EXPERT ADVICE: Top investing minds take on the downturn
But legendary stock-picker Peter Lynch thinks bargains are so plentiful now, "you feel like a mosquito in a nudist colony."
And Burton Malkiel, author of the classic investing book "A Random Walk Down Wall Street," is sticking to his long-held belief in investing in index funds. That's because judging from history, what we're seeing now is "not anything terribly unusual," he says.
Two years into the financial crisis, our retirement savings have been halved. The unemployment rate is the highest it's been in a quarter-century. And around the globe, economies are suffering the sharpest downturns in decades.
BURTON MALKIEL, professor of economics at Princeton University and author of "A Random Walk Down Wall Street."
We turn to some top investing minds for their take on the situation.
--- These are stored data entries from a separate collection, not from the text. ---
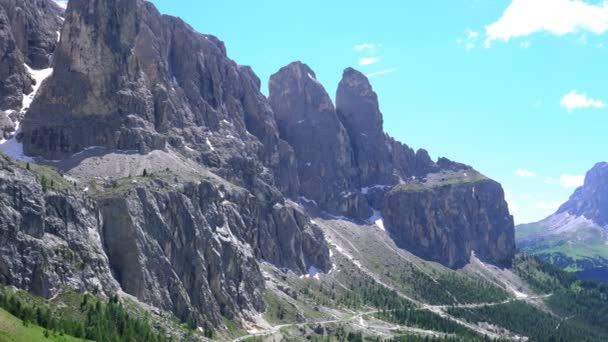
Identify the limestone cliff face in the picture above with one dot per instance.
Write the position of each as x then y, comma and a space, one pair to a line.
378, 158
450, 215
591, 199
308, 121
192, 249
28, 35
51, 240
126, 77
Their words have been edited and condensed.
On the economy
This recession is being compared in its severity to the Great Depression, and I suppose in terms of how fast unemployment is going up and how worldwide it is, it probably bears some similarity to the Great Depression.
But I want to emphasize I don't think we're going into a Great Depression. For one thing, the money supply dropped by 25 percent during the Great Depression. Today, the Federal Reserve's balance sheet is expanding dramatically.
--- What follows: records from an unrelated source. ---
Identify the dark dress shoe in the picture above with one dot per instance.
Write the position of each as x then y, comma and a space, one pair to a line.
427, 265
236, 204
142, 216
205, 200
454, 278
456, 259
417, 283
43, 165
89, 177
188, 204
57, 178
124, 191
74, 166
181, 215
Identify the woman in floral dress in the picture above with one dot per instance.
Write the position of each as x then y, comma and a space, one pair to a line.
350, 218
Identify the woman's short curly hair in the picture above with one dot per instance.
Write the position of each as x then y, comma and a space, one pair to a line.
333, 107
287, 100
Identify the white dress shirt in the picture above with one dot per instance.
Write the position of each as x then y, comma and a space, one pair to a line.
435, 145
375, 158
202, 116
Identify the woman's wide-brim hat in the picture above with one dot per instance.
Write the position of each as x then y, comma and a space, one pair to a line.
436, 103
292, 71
And central banks around the world are doing the same thing with respect to fiscal policy. I think the Obama stimulus plan could be much better. I think it may even be too modest. But at any rate, it's a big stimulus plan. Relative to what we did in the Great Depression, this is real money.
On investing
What's going on now is not anything terribly unusual. There have been many, many periods in the past where the stock market has been absolutely terrible for a decade or more. Unless you think that all of the sudden, the whole U.S. economy is going to go into reverse and never going to return, I think the stock market will prove its worth again in the future.
Does that mean we're going to recover right now? Who knows. What we do know about the stock market is that, after very long periods of hibernation or decline, it typically produces quite generous returns. If you've got a 10- or 20-year horizon, this is probably a very good time to invest in stocks.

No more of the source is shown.